Rusya-Ukrayna savaşı tüm şiddetiyle ve körüklenerek devam ediyor. Rusya uluslararası hiçbir uyarıyı dikkate almıyor. Kendisine yönelik birçok yaptırım yapılmasına rağmen, Rusya savaşı devam ettirme konusunda ısrarını sürdürüyor. Rusya ve Ukrayna iki kere müzakere masasını oturmuş ama sonuç alamamıştır. Bu durumda dünyanın ve özellikle de bölgemizin huzurunu ve barışını tehlikeye atmaktadır.
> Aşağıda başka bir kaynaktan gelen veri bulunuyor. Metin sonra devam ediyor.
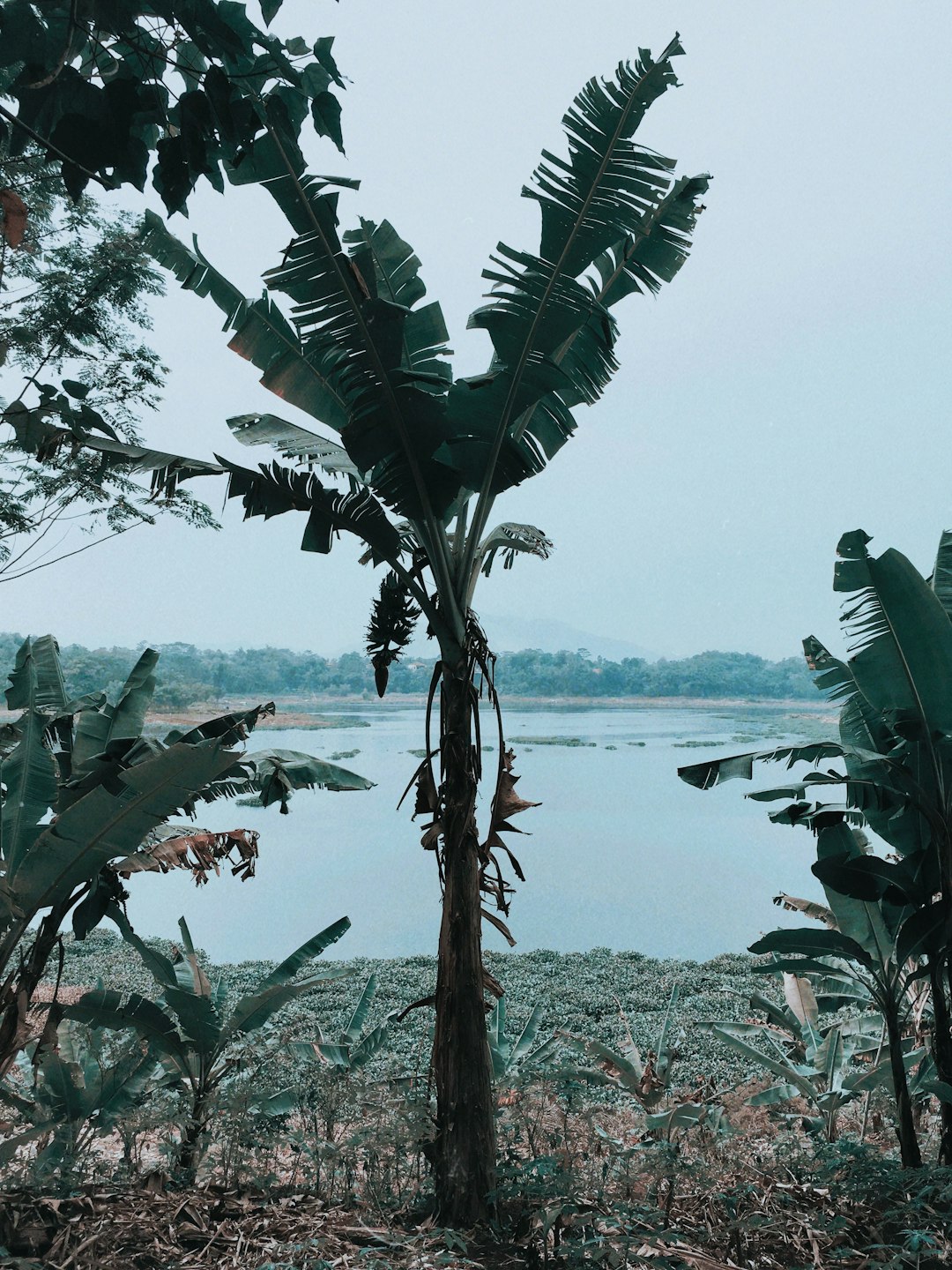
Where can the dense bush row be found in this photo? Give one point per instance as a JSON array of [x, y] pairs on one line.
[[188, 675]]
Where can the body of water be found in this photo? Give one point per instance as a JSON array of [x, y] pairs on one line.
[[621, 852]]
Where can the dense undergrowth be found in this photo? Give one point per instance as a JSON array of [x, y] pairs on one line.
[[311, 1163]]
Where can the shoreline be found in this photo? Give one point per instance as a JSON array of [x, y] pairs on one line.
[[316, 713], [319, 713]]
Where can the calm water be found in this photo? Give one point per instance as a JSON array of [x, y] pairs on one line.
[[621, 854]]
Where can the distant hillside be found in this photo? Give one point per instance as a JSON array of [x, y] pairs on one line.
[[190, 675]]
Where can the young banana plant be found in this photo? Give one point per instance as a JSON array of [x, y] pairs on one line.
[[807, 1061], [424, 456], [894, 775], [86, 800], [190, 1029], [71, 1091]]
Türkiye de bu durumun farkında olarak hem Rusya hem Ukrayna hem de bölge ülkeleriyle diplomatik ilişkilerini artırarak savaşı durdurmayı hedefliyor. Rusya ve Ukrayna’nın Türkiye’nin hazırlayacağı masaya oturabileceğini vurgulaması da yine bir umut ışığı olmuştur. Türkiye bu konuda inisiyatif alırsa bölgenin huzuru ve barışı adına tarihsel bir katkı sahibi olacaktır.

MHP Lideri Sayın Devlet Bahçeli’nin “Gelişmeler ve gerçekler göstermiştir ki, hem Rusya hem de Ukrayna ile doğrudan temas kuracak, görüşecek ve masaya oturabilecek tek ülke Türkiye’dir.” değerlendirmesi bölgenin bir gerçeğidir.

Putin pervasızlığını, Batı’nın gazıyla hareket eden Zelenski bu tutumunu frenleyerek Türkiye’nin uzattığı bu sağduyu elini tutmalıdır.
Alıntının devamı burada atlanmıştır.